From b35230dd366f460bd739dda3bf392415157b731c Mon Sep 17 00:00:00 2001
From: Carlos Villela <cvillela@nvidia.com>
Date: Mon, 15 Jun 2026 21:54:01 -0700
Subject: [PATCH 1/6] test(e2e): migrate GPU double onboard to Vitest

Signed-off-by: Carlos Villela <cvillela@nvidia.com>

From f435eb5e9b9d2bd6d82252062b884d6826d66ec9 Mon Sep 17 00:00:00 2001
From: Carlos Villela <cvillela@nvidia.com>
Date: Tue, 16 Jun 2026 08:40:45 -0700
Subject: [PATCH 2/6] test(e2e): add GPU double onboard Vitest migration

---
 .github/workflows/e2e-vitest-scenarios.yaml   |  66 +++++
 .../live/gpu-double-onboard.test.ts           | 264 ++++++++++++++++++
 2 files changed, 330 insertions(+)
 create mode 100644 test/e2e-scenario/live/gpu-double-onboard.test.ts

diff --git a/.github/workflows/e2e-vitest-scenarios.yaml b/.github/workflows/e2e-vitest-scenarios.yaml
index 4b5d9b2d3f..7ce28e1c64 100644
--- a/.github/workflows/e2e-vitest-scenarios.yaml
+++ b/.github/workflows/e2e-vitest-scenarios.yaml
@@ -1784,6 +1784,71 @@ jobs:
           if-no-files-found: ignore
           retention-days: 14
 
+
+  gpu-double-onboard-vitest:
+    needs: generate-matrix
+    if: ${{ (inputs.jobs == '' && inputs.scenarios == '') || contains(format(',{0},', inputs.jobs), ',gpu-double-onboard-vitest,') || contains(format(',{0},', inputs.scenarios), ',gpu-double-onboard,') }}
+    runs-on: linux-amd64-gpu-rtxpro6000-latest-1
+    timeout-minutes: 100
+    env:
+      FREE_STANDING_VITEST_JOB: "1"
+      FREE_STANDING_SCENARIO_ID: "gpu-double-onboard"

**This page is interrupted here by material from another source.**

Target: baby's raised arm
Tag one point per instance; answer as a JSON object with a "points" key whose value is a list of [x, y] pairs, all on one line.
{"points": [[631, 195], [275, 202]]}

+      E2E_ARTIFACT_DIR: ${{ github.workspace }}/e2e-artifacts/vitest/gpu-double-onboard
+      NEMOCLAW_CLI_BIN: ${{ github.workspace }}/bin/nemoclaw.js
+      NEMOCLAW_RUN_E2E_SCENARIOS: "1"
+      NEMOCLAW_NON_INTERACTIVE: "1"
+      NEMOCLAW_ACCEPT_THIRD_PARTY_SOFTWARE: "1"
+      NEMOCLAW_SANDBOX_NAME: "e2e-gpu-double-onboard-vitest"

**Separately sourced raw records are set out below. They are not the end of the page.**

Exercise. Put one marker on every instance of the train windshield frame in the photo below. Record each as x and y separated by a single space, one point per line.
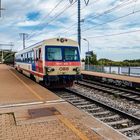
62 53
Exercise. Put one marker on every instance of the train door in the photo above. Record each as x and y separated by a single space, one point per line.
39 62
33 60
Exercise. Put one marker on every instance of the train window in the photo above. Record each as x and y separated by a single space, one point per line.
39 53
54 53
71 54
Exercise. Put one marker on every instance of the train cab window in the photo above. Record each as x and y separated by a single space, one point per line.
39 53
54 53
71 54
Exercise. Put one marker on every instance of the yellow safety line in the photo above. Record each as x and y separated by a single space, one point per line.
72 127
30 89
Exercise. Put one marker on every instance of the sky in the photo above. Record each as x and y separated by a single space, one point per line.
112 27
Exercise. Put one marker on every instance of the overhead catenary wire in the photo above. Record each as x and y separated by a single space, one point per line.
51 11
54 18
112 20
115 34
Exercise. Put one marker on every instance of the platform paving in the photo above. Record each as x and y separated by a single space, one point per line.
19 94
16 88
113 76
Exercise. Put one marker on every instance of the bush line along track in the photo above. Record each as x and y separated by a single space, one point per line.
125 123
123 93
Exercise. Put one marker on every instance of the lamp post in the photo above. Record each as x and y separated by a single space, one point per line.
88 50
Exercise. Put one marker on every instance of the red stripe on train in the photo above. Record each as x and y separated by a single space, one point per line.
62 63
34 73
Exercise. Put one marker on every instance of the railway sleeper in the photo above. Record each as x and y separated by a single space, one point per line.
101 113
135 137
123 122
110 117
130 128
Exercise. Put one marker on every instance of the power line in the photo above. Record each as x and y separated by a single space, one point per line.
24 37
55 17
129 14
67 29
47 16
115 34
97 16
1 8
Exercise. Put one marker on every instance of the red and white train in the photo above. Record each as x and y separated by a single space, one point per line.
56 62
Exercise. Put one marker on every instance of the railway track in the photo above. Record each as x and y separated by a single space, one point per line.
125 123
120 92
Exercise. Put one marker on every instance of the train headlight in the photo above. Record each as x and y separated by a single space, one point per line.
49 69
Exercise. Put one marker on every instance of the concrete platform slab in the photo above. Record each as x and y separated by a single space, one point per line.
16 88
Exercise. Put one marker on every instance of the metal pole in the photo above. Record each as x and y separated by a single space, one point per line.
23 40
88 50
79 24
23 35
0 8
2 57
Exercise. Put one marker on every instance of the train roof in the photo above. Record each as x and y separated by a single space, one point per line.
52 41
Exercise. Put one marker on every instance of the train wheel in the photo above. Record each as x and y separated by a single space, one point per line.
32 77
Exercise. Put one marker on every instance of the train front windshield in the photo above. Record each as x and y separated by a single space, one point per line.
62 54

+      NEMOCLAW_PROVIDER: "ollama"
+      NEMOCLAW_OLLAMA_PROXY_PORT: "11435"
+    steps:
+      - uses: actions/checkout@df4cb1c069e1874edd31b4311f1884172cec0e10 # v6.0.3
+        with:
+          persist-credentials: false
+
+      - name: Set up Node
+        uses: actions/setup-node@48b55a011bda9f5d6aeb4c2d9c7362e8dae4041e # v6.0.0
+        with:
+          node-version: 22
+          cache: npm
+
+      - name: Install root dependencies
+        run: npm ci --ignore-scripts
+
+      - name: Build CLI
+        run: npm run build:cli
+
+      - name: Install OpenShell CLI
+        run: bash scripts/install-openshell.sh
+
+      - name: Run gpu-double-onboard live Vitest test
+        run: |
+          set -euo pipefail
+          export PATH="$HOME/.local/bin:$HOME/.npm-global/bin:$PATH"

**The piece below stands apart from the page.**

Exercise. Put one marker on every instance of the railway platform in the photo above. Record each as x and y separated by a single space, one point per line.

+          if command -v openshell >/dev/null 2>&1; then
+            OPENSHELL_BIN="$(command -v openshell)"
+          elif [ -x "$HOME/.local/bin/openshell" ]; then
+            OPENSHELL_BIN="$HOME/.local/bin/openshell"
+          else
+            echo "::error::OpenShell CLI not found after install"
+            exit 1
+          fi
+          export OPENSHELL_BIN
+          "$OPENSHELL_BIN" --version
+          npx vitest run --project e2e-scenarios-live \
+            test/e2e-scenario/live/gpu-double-onboard.test.ts \
+            --silent=false --reporter=default
+
+      - name: Upload gpu-double-onboard artifacts
+        if: always()
+        uses: actions/upload-artifact@043fb46d1a93c77aae656e7c1c64a875d1fc6a0a # v7.0.1
+        with:
+          name: e2e-vitest-scenarios-gpu-double-onboard
+          path: e2e-artifacts/vitest/gpu-double-onboard/
+          include-hidden-files: false
+          if-no-files-found: ignore
+          retention-days: 14
+
   token-rotation-vitest:
     needs: generate-matrix
     if: ${{ (inputs.jobs == '' && inputs.scenarios == '') || contains(format(',{0},', inputs.jobs), ',token-rotation-vitest,') || contains(format(',{0},', inputs.scenarios), ',token-rotation,') }}
@@ -2986,6 +3051,7 @@ jobs:
         messaging-providers-vitest,
         launchable-smoke-vitest,
         double-onboard-vitest,
+        gpu-double-onboard-vitest,
         model-router-provider-routed-inference-vitest,
         sandbox-survival-vitest,
         gateway-drift-preflight-vitest,
diff --git a/test/e2e-scenario/live/gpu-double-onboard.test.ts b/test/e2e-scenario/live/gpu-double-onboard.test.ts
new file mode 100644
index 0000000000..07c7ea3c27
--- /dev/null
+++ b/test/e2e-scenario/live/gpu-double-onboard.test.ts
@@ -0,0 +1,264 @@
+// SPDX-FileCopyrightText: Copyright (c) 2026 NVIDIA CORPORATION & AFFILIATES. All rights reserved.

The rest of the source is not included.